9 thoughts on “GMA's Philippine Treasures

  1. Haha! *Now* I see what that guy with the huge shoulder videocam was there for. I noticed him hovering around all over the place, filming different things. 

    The footage brings me back to the conference again. (Just arrived for the end of the first day, drenched in seawater and still drying off…) So funny watching the kids reciting the letters from the blackboard in school! This is *exactly* what they were doing after the conference when I was trying to work on my computer: they all swarmed around me (the one foreigner in the place) to see what I was doing and I ended up showing them pictures on my drive of Baybayin from different archival documents. I pointed to each name and letter and read them out, and the kids recited the letters and names after me, just like in school! 

    I do notice that the main interest (like among so many people) seems to be in Baybayin *so long as it is an inscription on an [apparently ancient] artifact*). The *huge* body of writing by everyday people on documents from the Spanish era just seems to go nearly totally ignored — even though the largest store of this writing is sitting right there in the University of Santo Tomas in Manila. Yet there is so much more we can learn from this writing than from any other source. In fact, we can’t understand or evaluate many of these artifacts properly without understanding how people actually wrote Baybayin and how different ways of writing each letter related to each other. The handwriting (together with careful anthropological data coming from some keen observers) is the key to understanding how everything else fits in the picture. (Or not in the picture at all, in the case of the Calatagan Pot Inscription…)

    By the way, did I hear them referring to the Laguna Copperplate Inscription as “Baybayin”? My Tagalog isn’t progressing fast enough for me to be sure exactly what they were saying…

    • Yep, quite right Chris. They are ignoring the massive and concise cataloging of the cumulative works of the Spaniards, Dutch, Italians, and Filipinos from the 16th century up to the present.

      I scoffed at the comment that the Spaniards “burned” artifacts containing Baybayin and “forced” us to use the Roman Alphabet when there are historical records & proof that contradicts that. If the friars & scholars did not record and wrote volumes of books with information about Baybayin, none of these so-called experts in the Philippines would have known about it… not that they know much of anything about it now from what it seems. …hmmmm, maybe these “experts” can’t read those old Spanish, Dutch, or Italian books?

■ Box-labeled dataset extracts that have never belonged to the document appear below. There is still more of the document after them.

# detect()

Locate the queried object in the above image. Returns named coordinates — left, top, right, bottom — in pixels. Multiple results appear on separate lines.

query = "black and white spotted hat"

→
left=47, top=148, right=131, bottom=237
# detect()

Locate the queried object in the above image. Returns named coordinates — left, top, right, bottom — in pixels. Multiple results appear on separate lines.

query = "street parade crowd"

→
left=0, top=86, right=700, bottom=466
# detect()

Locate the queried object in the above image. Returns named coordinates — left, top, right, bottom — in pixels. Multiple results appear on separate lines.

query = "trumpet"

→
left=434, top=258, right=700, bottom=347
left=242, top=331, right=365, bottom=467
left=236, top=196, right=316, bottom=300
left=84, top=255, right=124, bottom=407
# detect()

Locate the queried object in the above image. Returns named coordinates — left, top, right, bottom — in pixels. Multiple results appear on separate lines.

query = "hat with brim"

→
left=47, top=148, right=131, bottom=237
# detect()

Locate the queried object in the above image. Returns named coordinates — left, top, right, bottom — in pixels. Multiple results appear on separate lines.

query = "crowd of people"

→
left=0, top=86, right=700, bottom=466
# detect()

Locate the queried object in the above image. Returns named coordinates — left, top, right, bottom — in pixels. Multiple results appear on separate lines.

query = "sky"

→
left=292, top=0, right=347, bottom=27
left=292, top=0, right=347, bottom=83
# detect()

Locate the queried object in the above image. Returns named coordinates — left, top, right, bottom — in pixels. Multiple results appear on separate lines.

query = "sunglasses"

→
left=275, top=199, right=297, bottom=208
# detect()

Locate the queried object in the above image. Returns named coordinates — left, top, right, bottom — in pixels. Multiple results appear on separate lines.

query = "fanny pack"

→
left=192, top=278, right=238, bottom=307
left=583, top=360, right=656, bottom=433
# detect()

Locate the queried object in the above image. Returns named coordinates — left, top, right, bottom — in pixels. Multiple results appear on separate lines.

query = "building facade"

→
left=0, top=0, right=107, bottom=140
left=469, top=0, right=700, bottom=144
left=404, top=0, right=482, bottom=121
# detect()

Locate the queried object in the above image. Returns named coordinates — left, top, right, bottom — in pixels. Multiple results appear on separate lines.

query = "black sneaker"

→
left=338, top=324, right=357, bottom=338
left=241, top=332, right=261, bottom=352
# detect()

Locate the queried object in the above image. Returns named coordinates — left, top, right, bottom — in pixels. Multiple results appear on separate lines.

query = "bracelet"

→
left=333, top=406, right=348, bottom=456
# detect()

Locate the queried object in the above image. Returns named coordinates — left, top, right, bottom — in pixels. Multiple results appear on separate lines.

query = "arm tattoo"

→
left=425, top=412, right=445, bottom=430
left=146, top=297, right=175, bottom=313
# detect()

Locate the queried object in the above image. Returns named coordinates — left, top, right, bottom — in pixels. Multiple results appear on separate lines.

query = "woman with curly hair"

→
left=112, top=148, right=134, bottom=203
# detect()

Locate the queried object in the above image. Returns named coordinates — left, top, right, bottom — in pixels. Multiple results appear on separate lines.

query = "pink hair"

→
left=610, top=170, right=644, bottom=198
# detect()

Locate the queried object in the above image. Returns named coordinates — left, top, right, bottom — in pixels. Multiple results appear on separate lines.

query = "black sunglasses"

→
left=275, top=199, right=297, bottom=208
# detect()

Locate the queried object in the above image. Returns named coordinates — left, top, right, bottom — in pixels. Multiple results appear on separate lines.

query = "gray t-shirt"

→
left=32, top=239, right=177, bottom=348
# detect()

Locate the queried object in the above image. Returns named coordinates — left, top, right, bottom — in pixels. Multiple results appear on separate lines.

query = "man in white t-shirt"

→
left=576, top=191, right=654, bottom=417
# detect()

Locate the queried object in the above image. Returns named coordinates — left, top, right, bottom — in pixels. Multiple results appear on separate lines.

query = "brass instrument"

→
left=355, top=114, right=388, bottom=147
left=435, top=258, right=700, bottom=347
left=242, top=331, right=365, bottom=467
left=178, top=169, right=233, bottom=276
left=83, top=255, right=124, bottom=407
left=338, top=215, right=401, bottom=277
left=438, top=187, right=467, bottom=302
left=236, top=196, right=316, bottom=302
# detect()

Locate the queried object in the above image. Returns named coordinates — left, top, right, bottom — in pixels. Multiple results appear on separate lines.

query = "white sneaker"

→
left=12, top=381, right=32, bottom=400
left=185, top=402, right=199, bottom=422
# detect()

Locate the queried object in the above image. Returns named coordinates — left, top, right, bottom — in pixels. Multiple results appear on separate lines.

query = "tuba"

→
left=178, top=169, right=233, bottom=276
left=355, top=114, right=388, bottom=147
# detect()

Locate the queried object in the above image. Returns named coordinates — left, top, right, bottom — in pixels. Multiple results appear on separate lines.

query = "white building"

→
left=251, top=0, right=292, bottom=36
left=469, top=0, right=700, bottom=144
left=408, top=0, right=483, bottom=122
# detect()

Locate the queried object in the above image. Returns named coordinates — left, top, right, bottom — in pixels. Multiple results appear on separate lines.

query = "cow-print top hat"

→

      And again, that ugly misnomer “Alibata” came up as what they think is legitimized by scholars when “Baybayin” is the term most legitimate scholars used in the old publications.

      I also can’t help but yell, “OH COME ON! IT’S OLD JAVANESE! KAWI! KAVI! IDIOTS! GAAHH!” when they said that the Laguna Copperplate Inscriptions (LCI) was “Baybayin”.

    • Yep, quite right Chris. They are ignoring the massive and concise cataloging of the cumulative works of the Spaniards, Dutch, Italians, and Filipinos from the 16th century up to the present.

      I scoffed at the comment that the Spaniards “burned” artifacts containing Baybayin and “forced” us to use the Roman Alphabet when there are historical records & proof that contradicts that. If the friars & scholars did not record and wrote volumes of books with information about Baybayin, none of these so-called experts in the Philippines would have known about it… not that they know much of anything about it now from what it seems. …hmmmm, maybe these “experts” can’t read those old Spanish, Dutch, or Italian books?

      And again, that ugly misnomer “Alibata” came up as what they think is legitimized by scholars when “Baybayin” is the term most legitimate scholars used in the old publications.

      I also can’t help but yell, “OH COME ON! IT’S OLD JAVANESE! KAWI! KAVI! IDIOTS! GAAHH!” when they said that the Laguna Copperplate Inscriptions (LCI) was “Baybayin”.

  2. i really love the program aired last sept.11, 2011…. about our own treasures (Philippine Treasure) when i was in school one of my biggest dream was an archeologist. hope GMA 7 will feature more regarding our cultural heritage…. 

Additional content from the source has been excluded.